L'enregistrement complet de l'album est disponible sous Youtube:



Maintenant, si on veut rentrer plus dans le détail voici des informations sur le concerto Fk.45:

Wilhelm Friedemann y fait preuve d’une maîtrise exemplaire. On est frappé par la densité contrapuntique déployée dès les premières mesures du premier mouvement, sans indication de tempo. 

On entend certes l’influence paternelle dans certaines formules, on la ressent dans ce développement extrêmement pesé, mais on perçoit aussi l’originalité dans certaines figures rythmiques, en particulier dans l’écriture pour le clavecin ; on trouve aussi déjà les interruptions, les revirements qui feront les richesses des pièces pour clavier seul de Wilhelm Friedemann Bach. 

Le deuxième mouvement, Larghetto, est d’inspiration nettement plus galante et la tension mélancolique du premier mouvement fait place à une conversation aimable entre les cordes et le clavier — non sans ombres cependant en son centre. 
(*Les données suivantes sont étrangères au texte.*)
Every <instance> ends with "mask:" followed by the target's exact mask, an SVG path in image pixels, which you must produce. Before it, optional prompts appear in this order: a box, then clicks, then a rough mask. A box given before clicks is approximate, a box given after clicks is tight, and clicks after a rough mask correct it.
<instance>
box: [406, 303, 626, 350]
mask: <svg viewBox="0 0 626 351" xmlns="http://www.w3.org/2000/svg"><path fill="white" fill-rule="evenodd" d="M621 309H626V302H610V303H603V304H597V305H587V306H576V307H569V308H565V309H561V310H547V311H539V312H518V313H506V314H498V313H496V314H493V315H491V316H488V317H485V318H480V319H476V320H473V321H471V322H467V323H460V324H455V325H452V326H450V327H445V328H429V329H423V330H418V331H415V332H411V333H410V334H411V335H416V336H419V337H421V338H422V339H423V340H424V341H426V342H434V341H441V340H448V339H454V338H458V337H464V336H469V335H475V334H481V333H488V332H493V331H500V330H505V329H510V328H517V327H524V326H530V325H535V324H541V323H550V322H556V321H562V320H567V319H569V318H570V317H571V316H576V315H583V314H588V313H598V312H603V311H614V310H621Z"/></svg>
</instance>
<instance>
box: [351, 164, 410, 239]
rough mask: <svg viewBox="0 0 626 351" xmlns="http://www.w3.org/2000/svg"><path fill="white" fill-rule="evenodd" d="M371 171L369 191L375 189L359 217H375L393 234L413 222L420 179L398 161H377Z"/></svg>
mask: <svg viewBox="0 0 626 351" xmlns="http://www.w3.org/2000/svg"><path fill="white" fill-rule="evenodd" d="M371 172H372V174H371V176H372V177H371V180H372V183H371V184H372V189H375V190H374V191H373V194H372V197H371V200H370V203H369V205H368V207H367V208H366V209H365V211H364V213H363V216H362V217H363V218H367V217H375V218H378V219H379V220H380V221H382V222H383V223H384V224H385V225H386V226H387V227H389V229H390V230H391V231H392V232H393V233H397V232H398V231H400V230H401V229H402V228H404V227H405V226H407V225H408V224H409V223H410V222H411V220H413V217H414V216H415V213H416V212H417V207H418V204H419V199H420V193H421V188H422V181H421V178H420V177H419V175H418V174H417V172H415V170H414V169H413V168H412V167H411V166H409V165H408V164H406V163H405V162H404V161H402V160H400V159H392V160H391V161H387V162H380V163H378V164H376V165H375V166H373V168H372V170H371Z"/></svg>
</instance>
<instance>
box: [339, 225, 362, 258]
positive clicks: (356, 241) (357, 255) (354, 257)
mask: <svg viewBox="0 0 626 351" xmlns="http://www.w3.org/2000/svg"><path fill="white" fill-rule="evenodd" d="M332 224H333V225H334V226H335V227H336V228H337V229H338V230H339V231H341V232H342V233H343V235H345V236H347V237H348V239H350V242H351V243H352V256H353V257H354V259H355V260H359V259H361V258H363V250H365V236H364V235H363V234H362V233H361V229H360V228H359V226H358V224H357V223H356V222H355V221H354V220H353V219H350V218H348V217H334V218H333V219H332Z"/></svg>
L’Allegro ma non molto final donne lieu à un peu plus de virtuosité mais demeure d’une grande concentration.

En voici une version par Claudio Astronio:



La Symphonie en fa majeur Fk.67 est une oeuvre hybride, tenant à la fois de la symphonie (ou sinfonia) et de la suite. Il y a quatre mouvements, dont les deux extrêmes ont des accents proches de Haendel. Il s'agit pour moi d'une des plus belles œuvres de Wilhelm Friedemann.

En voici une autre très belle réalisation, l'ensemble Il Giardino Armonico est dirigé par Giovanni Antonini.
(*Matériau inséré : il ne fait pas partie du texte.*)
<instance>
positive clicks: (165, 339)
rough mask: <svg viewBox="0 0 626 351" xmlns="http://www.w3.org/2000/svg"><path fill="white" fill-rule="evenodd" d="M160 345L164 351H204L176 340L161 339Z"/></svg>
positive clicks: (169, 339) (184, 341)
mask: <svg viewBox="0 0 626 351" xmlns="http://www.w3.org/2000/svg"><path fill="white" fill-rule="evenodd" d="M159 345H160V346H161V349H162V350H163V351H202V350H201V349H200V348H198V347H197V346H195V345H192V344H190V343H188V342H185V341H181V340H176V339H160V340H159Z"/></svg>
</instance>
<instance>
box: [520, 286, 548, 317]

Sinfonias, Suite en sol mineur, Concerto en ré majeur - Tafelmusik - Jeanne Lamon




J'ai sélectionné cet album car il nous donne un beau panorama des Sinfonias de Wilhelm Friedemann Bach. En effet, l'album propose les sinfonias Fk.64, Fk.65 et Fk.67, complétées par la suite en sol mineur BWV 1070 (ainsi numérotée puisqu'elle avait d'abord été attribuée à Johann Sebastian Bach) et le concerto pour clavecin in ré majeur Fk.41.
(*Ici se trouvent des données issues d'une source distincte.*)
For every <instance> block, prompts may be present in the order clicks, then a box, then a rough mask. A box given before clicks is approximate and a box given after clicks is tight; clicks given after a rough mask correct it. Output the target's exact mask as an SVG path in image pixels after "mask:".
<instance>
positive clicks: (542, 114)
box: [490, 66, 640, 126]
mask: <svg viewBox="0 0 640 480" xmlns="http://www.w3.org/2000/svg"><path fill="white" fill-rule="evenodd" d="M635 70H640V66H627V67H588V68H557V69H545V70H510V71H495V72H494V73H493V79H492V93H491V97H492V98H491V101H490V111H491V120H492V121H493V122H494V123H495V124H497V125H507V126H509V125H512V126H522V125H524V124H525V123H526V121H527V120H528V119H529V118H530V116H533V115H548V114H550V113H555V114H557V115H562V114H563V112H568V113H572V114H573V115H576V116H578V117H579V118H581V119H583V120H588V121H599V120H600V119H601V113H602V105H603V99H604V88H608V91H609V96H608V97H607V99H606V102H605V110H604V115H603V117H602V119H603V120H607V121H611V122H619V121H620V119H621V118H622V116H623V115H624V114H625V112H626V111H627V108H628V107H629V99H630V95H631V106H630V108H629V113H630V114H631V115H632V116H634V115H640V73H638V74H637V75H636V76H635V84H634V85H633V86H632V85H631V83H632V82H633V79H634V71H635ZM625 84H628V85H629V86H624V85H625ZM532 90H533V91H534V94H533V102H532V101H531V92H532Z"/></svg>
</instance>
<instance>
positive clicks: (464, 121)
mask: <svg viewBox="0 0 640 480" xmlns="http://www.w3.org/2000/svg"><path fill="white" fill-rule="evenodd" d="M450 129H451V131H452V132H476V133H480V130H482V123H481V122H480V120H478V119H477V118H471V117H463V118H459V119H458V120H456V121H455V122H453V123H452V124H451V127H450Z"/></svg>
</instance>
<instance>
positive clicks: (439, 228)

Ces œuvres sont interprétées par l'ensemble baroque canadien Tafelmusik dirigé par Jeanne Lamon.

La symphonie en ré majeur Fk.64, utilisée comme introduction à la cantate "Dies ist der Tag" Fk.85, est assez proche de celles composées à Berlin par son frère Carl Philipp Emmanuel.

Elle ajoute aux cordes des flûtes et des cors, et comporte trois mouvements: un Allegro a maestoso un peu dans l'esprit des ouvertures de Johann Sebastian, un Andante en sol où les cors se taisent, et un Vivace de rythme ternaire.

Je trouve cette symphonie encore pas mal dans l'esprit baroque.

I. Allegro e maestoso



II. Andante



III. Vivace




La symphonie en ré mineur Fk.65 pour deux flûtes et cordes ne comporte que deux mouvements enchaînés: un adagio et une fugue. Elle est d'ailleurs fréquemment appelée "Adagio et fugue".

Les flûtes interviennent dans l'adagio, page très expressive et émouvante. La fugue est magistrale, à mi-chemin entre Johann Sebastian et l'Adagio & Fugue K.546 de Mozart. Elle a du être composée vers 1758.

J'ai choisi une version live interprétée par Reinhard Goebel à la tête du Budapest Festival Orchestra.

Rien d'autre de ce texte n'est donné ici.